AKURATNEWS - Fakta baru terungkap dalam kasus salah transfer dari PT Bank Rakyat Indonesia Tbk ke rekening nasabah prioritasnya, Indah Harini.

"Diduga, kasus ini merupakan sebuah konspirasi," ungkap mantan pengacara Indah Harini, Henri Kusuma dari Managing Partner Law Firm Mastermind & Associates dalam pernyataan tertulis kepada media, Senin (25/7).

"Meskipun klien kami telah bersumpah tidak terlibat dalam kasusnya,” kata Henri.

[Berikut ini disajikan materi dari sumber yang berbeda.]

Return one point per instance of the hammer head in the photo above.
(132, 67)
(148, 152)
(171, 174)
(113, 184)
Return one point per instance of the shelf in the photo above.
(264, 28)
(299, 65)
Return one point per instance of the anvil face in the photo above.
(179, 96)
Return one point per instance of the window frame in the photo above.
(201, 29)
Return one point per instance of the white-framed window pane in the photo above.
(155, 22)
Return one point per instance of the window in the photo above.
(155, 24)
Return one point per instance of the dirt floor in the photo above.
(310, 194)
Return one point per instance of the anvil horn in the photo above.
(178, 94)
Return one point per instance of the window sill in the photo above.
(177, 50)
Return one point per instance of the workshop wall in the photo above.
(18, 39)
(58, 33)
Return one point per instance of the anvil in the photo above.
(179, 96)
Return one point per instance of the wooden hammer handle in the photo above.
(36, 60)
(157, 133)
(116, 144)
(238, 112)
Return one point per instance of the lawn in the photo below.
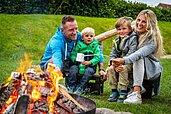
(21, 34)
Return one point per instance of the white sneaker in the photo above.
(133, 98)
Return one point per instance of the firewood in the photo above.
(62, 90)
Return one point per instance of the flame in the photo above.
(7, 82)
(55, 76)
(34, 95)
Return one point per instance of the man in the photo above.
(59, 47)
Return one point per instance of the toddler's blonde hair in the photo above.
(87, 30)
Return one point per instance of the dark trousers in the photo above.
(72, 78)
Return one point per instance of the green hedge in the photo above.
(91, 8)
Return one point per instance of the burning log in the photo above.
(71, 98)
(29, 93)
(22, 105)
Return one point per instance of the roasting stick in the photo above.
(64, 91)
(106, 35)
(110, 33)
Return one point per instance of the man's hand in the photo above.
(119, 68)
(86, 63)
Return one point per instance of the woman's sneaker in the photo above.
(113, 97)
(133, 98)
(122, 97)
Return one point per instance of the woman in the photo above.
(146, 59)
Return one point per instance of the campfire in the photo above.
(31, 92)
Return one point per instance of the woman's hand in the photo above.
(119, 68)
(118, 61)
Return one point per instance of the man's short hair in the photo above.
(67, 18)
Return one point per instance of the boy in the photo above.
(87, 68)
(123, 45)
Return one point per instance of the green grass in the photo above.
(30, 34)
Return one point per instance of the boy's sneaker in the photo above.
(113, 97)
(122, 97)
(133, 98)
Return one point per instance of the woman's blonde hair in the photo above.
(152, 31)
(87, 30)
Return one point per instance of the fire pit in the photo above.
(38, 93)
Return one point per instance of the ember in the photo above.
(38, 93)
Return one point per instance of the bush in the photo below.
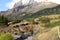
(45, 20)
(6, 36)
(3, 21)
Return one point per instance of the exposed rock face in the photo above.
(20, 10)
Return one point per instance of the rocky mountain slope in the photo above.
(19, 10)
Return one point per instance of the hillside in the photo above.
(20, 11)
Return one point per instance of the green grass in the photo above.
(5, 36)
(53, 24)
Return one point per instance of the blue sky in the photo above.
(8, 4)
(3, 4)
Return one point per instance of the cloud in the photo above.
(11, 4)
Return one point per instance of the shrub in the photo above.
(6, 36)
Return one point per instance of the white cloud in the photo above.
(55, 1)
(11, 4)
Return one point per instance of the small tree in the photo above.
(45, 20)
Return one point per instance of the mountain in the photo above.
(21, 11)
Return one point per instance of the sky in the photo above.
(8, 4)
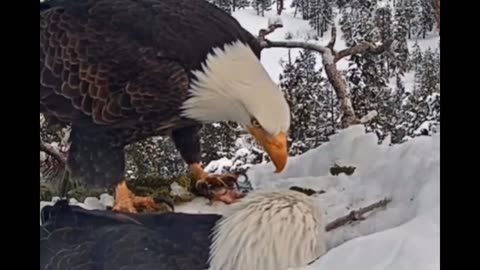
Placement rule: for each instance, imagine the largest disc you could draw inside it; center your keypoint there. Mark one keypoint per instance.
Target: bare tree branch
(50, 150)
(331, 44)
(356, 215)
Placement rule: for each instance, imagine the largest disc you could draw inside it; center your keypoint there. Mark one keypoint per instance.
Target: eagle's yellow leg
(215, 187)
(127, 202)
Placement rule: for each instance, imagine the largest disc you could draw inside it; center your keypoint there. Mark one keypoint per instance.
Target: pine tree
(383, 22)
(421, 107)
(400, 60)
(261, 6)
(425, 19)
(301, 6)
(218, 140)
(314, 110)
(416, 57)
(240, 4)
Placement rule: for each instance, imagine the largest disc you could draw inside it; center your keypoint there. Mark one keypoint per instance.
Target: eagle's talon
(127, 202)
(219, 188)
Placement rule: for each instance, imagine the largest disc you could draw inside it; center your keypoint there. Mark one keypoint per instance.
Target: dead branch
(436, 12)
(356, 215)
(363, 47)
(291, 44)
(329, 58)
(50, 150)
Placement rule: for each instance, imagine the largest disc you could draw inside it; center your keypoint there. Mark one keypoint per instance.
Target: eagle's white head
(234, 86)
(269, 231)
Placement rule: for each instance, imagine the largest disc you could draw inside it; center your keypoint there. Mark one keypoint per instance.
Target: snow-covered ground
(404, 235)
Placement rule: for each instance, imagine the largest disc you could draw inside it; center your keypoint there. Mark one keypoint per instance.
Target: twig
(47, 148)
(356, 215)
(331, 44)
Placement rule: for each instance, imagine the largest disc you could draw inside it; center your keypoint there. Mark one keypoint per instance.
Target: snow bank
(404, 236)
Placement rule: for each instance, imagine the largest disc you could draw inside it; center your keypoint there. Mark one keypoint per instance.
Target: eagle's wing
(92, 74)
(106, 61)
(75, 238)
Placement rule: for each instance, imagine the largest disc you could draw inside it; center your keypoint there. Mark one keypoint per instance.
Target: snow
(404, 235)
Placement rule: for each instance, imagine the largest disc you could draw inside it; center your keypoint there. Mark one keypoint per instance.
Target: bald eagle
(275, 230)
(120, 71)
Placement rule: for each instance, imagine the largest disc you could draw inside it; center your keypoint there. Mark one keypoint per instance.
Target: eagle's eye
(255, 123)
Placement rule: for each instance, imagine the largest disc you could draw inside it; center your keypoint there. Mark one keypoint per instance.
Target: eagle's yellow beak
(275, 146)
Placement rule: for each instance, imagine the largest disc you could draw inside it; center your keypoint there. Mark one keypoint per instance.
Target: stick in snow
(356, 215)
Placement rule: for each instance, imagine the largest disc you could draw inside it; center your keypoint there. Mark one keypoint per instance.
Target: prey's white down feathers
(269, 231)
(234, 86)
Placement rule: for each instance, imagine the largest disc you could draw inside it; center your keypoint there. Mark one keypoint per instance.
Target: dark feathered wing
(118, 71)
(75, 238)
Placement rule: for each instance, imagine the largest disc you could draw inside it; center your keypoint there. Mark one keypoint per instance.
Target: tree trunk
(436, 12)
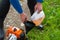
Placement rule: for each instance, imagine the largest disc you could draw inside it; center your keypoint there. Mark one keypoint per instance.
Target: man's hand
(23, 17)
(38, 7)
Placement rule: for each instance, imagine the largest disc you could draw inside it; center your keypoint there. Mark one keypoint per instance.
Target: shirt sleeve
(16, 5)
(39, 1)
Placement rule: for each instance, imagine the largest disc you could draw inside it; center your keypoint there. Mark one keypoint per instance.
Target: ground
(51, 22)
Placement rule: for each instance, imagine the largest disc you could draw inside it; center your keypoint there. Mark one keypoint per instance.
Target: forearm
(39, 1)
(16, 5)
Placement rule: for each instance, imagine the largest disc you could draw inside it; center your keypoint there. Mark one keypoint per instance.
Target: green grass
(51, 22)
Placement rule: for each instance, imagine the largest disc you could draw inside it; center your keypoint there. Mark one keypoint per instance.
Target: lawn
(51, 22)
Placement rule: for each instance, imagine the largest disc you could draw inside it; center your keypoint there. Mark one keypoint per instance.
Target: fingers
(23, 17)
(38, 7)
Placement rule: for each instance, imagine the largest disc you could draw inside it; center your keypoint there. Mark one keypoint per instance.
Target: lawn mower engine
(14, 33)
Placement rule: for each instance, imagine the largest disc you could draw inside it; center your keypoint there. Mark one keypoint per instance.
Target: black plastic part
(29, 25)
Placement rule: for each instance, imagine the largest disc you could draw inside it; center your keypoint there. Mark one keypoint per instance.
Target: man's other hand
(23, 17)
(38, 7)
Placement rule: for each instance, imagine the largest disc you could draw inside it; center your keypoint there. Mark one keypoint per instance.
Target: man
(4, 8)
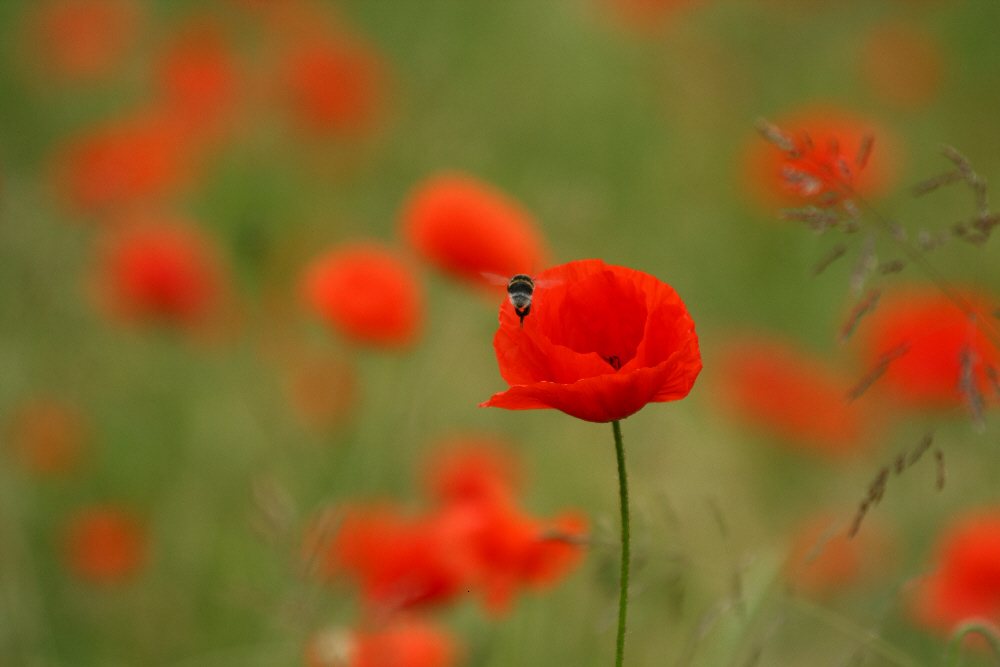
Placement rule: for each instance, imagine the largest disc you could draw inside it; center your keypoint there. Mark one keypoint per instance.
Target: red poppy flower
(827, 143)
(466, 227)
(132, 161)
(399, 562)
(335, 86)
(783, 391)
(936, 334)
(601, 342)
(162, 272)
(967, 582)
(403, 644)
(199, 79)
(84, 39)
(48, 436)
(104, 544)
(902, 65)
(366, 292)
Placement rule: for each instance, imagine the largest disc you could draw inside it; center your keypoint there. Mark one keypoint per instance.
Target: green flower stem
(980, 627)
(623, 493)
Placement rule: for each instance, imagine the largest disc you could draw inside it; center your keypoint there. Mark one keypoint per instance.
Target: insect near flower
(520, 290)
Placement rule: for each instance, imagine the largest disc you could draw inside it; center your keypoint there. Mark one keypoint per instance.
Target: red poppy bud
(104, 544)
(601, 342)
(966, 584)
(367, 292)
(466, 227)
(938, 339)
(166, 273)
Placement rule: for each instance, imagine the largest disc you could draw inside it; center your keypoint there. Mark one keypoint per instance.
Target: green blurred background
(625, 142)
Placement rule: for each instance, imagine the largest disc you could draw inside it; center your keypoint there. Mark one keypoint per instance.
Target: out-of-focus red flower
(822, 160)
(135, 160)
(104, 544)
(199, 80)
(935, 333)
(322, 388)
(48, 435)
(400, 562)
(966, 584)
(781, 390)
(600, 343)
(403, 644)
(366, 292)
(466, 227)
(824, 560)
(163, 272)
(902, 65)
(83, 39)
(335, 86)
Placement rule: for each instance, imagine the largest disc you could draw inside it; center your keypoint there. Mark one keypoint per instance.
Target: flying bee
(520, 290)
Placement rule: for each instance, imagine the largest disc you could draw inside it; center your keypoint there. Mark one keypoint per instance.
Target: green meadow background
(626, 145)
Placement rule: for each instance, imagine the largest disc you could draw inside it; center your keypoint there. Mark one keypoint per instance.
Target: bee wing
(494, 279)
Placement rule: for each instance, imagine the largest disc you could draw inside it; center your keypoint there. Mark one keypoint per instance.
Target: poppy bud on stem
(623, 493)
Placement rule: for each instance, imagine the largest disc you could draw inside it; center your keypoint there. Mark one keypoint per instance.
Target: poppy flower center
(600, 314)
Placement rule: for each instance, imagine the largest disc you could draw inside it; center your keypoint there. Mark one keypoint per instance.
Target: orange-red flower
(161, 272)
(83, 39)
(823, 160)
(935, 334)
(131, 161)
(466, 227)
(783, 391)
(335, 86)
(601, 342)
(966, 584)
(48, 435)
(404, 644)
(366, 292)
(104, 544)
(199, 80)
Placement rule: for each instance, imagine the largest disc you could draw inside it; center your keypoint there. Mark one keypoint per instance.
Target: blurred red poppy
(199, 79)
(966, 584)
(135, 160)
(601, 342)
(335, 86)
(48, 435)
(161, 272)
(83, 39)
(822, 161)
(777, 388)
(104, 544)
(407, 643)
(902, 64)
(366, 292)
(936, 335)
(400, 562)
(466, 227)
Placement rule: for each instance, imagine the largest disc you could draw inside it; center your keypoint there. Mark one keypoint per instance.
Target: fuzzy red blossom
(400, 562)
(367, 292)
(161, 272)
(966, 584)
(824, 159)
(104, 544)
(124, 163)
(467, 227)
(942, 346)
(48, 435)
(335, 86)
(781, 390)
(83, 39)
(199, 80)
(407, 643)
(600, 343)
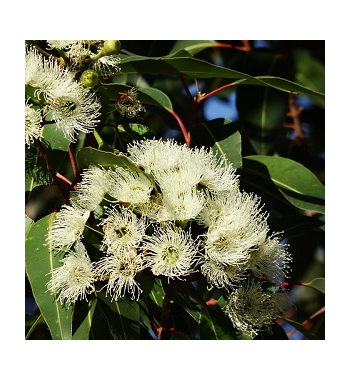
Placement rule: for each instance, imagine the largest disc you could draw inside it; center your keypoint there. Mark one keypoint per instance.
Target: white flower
(108, 65)
(75, 109)
(180, 206)
(220, 275)
(215, 173)
(170, 251)
(193, 167)
(237, 231)
(219, 205)
(127, 103)
(252, 309)
(122, 229)
(156, 156)
(120, 269)
(270, 260)
(74, 280)
(67, 227)
(129, 187)
(33, 123)
(93, 187)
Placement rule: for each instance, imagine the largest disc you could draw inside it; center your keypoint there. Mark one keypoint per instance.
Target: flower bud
(89, 78)
(111, 47)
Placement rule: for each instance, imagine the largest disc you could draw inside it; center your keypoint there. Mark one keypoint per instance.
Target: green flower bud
(111, 47)
(89, 78)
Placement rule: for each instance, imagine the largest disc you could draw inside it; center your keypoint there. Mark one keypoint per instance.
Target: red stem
(73, 162)
(182, 127)
(52, 172)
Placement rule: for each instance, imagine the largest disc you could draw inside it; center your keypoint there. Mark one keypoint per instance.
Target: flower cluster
(172, 211)
(59, 97)
(62, 89)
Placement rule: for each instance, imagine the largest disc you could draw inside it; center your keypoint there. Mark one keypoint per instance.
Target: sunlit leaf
(297, 183)
(263, 111)
(302, 329)
(195, 68)
(40, 261)
(83, 331)
(122, 317)
(317, 284)
(222, 136)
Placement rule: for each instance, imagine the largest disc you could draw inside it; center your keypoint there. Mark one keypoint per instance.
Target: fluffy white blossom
(75, 109)
(221, 275)
(93, 187)
(270, 260)
(237, 231)
(156, 156)
(78, 51)
(67, 227)
(74, 280)
(122, 230)
(72, 106)
(180, 206)
(170, 251)
(120, 270)
(252, 309)
(33, 123)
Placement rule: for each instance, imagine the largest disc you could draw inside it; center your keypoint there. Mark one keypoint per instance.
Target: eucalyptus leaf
(317, 284)
(263, 111)
(146, 95)
(192, 46)
(54, 137)
(196, 69)
(297, 183)
(40, 260)
(222, 136)
(122, 317)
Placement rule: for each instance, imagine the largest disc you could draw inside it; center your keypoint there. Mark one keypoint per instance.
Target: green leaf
(297, 183)
(195, 68)
(40, 260)
(222, 135)
(214, 324)
(301, 329)
(36, 172)
(55, 138)
(28, 224)
(157, 293)
(122, 317)
(83, 331)
(310, 72)
(317, 284)
(192, 46)
(87, 156)
(146, 95)
(129, 132)
(296, 225)
(263, 110)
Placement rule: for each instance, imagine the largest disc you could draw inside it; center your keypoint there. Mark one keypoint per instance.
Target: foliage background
(270, 122)
(300, 20)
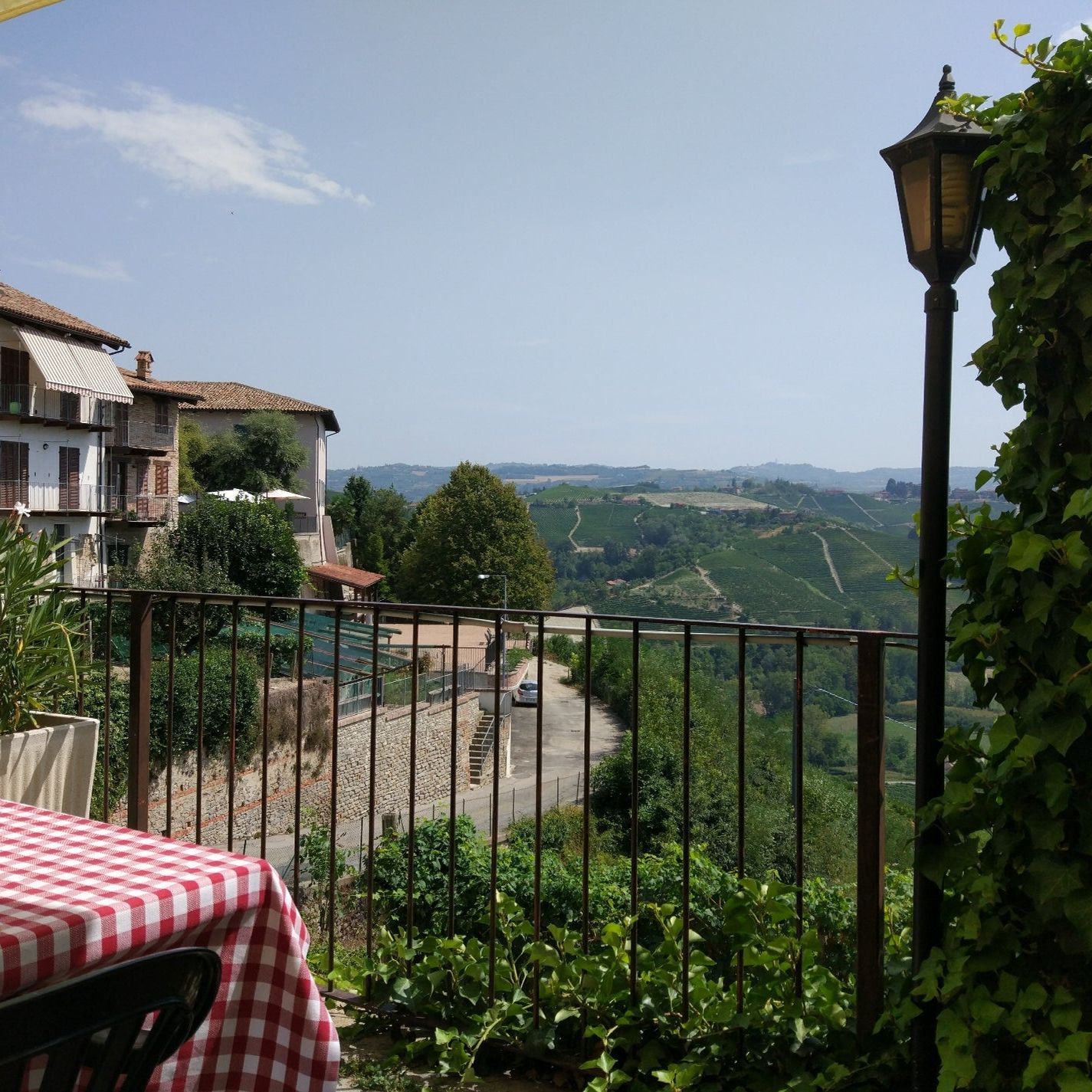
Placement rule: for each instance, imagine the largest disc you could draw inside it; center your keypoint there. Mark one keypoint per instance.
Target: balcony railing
(31, 402)
(141, 508)
(49, 497)
(360, 766)
(142, 436)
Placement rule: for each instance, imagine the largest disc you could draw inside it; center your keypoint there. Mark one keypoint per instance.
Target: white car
(526, 694)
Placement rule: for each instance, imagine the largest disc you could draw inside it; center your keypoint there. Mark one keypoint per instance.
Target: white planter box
(51, 766)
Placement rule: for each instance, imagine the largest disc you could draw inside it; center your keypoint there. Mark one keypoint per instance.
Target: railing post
(871, 832)
(140, 704)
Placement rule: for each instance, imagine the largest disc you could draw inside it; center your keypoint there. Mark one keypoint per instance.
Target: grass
(553, 523)
(702, 499)
(601, 522)
(766, 592)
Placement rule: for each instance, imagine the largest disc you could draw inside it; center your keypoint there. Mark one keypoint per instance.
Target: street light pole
(940, 187)
(503, 617)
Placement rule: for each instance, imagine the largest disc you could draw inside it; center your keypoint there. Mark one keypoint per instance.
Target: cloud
(807, 159)
(1074, 32)
(198, 148)
(104, 271)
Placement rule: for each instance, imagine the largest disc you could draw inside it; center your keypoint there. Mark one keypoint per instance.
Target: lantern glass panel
(957, 199)
(917, 193)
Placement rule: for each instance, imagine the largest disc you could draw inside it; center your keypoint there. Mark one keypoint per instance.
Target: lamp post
(940, 192)
(500, 635)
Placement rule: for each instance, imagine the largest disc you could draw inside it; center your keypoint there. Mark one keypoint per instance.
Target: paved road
(562, 731)
(562, 776)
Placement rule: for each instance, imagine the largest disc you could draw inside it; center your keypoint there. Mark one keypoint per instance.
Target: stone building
(223, 405)
(59, 391)
(142, 455)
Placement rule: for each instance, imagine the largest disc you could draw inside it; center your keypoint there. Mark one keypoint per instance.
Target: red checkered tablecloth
(77, 894)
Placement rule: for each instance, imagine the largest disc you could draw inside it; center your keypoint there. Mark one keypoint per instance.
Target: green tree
(162, 567)
(1015, 861)
(260, 452)
(192, 448)
(475, 523)
(251, 545)
(377, 519)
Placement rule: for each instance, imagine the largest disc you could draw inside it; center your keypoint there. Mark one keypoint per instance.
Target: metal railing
(141, 508)
(142, 436)
(377, 767)
(303, 524)
(33, 402)
(49, 497)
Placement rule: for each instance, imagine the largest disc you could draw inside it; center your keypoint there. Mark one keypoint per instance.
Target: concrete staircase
(482, 745)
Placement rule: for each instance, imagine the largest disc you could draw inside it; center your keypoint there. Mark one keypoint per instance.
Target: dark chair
(93, 1025)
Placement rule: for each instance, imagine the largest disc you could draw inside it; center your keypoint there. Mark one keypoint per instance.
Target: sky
(627, 233)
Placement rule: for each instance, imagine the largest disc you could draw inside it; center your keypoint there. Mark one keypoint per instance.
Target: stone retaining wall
(354, 744)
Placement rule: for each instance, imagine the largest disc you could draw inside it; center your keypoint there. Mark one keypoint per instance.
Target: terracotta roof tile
(139, 385)
(241, 396)
(346, 575)
(20, 306)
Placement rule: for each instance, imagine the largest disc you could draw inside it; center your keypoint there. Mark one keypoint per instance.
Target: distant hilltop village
(416, 482)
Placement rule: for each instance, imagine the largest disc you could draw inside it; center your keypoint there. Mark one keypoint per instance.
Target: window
(68, 477)
(15, 380)
(15, 473)
(121, 425)
(117, 554)
(64, 552)
(68, 405)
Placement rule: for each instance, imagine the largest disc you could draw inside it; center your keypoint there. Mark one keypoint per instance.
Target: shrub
(216, 704)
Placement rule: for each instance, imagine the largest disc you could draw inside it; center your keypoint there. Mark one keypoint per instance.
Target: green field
(567, 491)
(601, 522)
(553, 522)
(894, 516)
(799, 553)
(766, 592)
(863, 559)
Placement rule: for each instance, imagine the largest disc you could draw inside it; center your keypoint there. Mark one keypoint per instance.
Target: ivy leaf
(1081, 505)
(1027, 550)
(1074, 1081)
(1076, 1048)
(1078, 910)
(1053, 878)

Ia menjelaskan, kasus tersebut kini telah ditangani tim pengacara dari Ketua Advokat Indonesia, Erman Umar dan Mastermind & Associates telah dicabut kuasa hukumnya sejak April 2022.

Sebagai informasi, Henri mendaftarkan gugatan dengan nomor perkara 306/Pdt.G/2022/PN Jkt.Pst. di PN Jakarta Pusat dengan tergugat yakni Ketua Kongres Advokat Indonesia Erman Umar sebagai tergugat I, putrinya Zeesha Fatma Defaga, sebagai tergugat II, seseorang bernama Prasetyo, sebagai tergugat III , dan Guffi Andriyan, sebagai Tergugat IV.

Sebelumnya, kasus salah transfer BRI ke rekening valas Indah Harini senilai GBP 1,714,842.00 atau sebesar Rp32.455.998.234.91 mengguncang publik di Indonesia.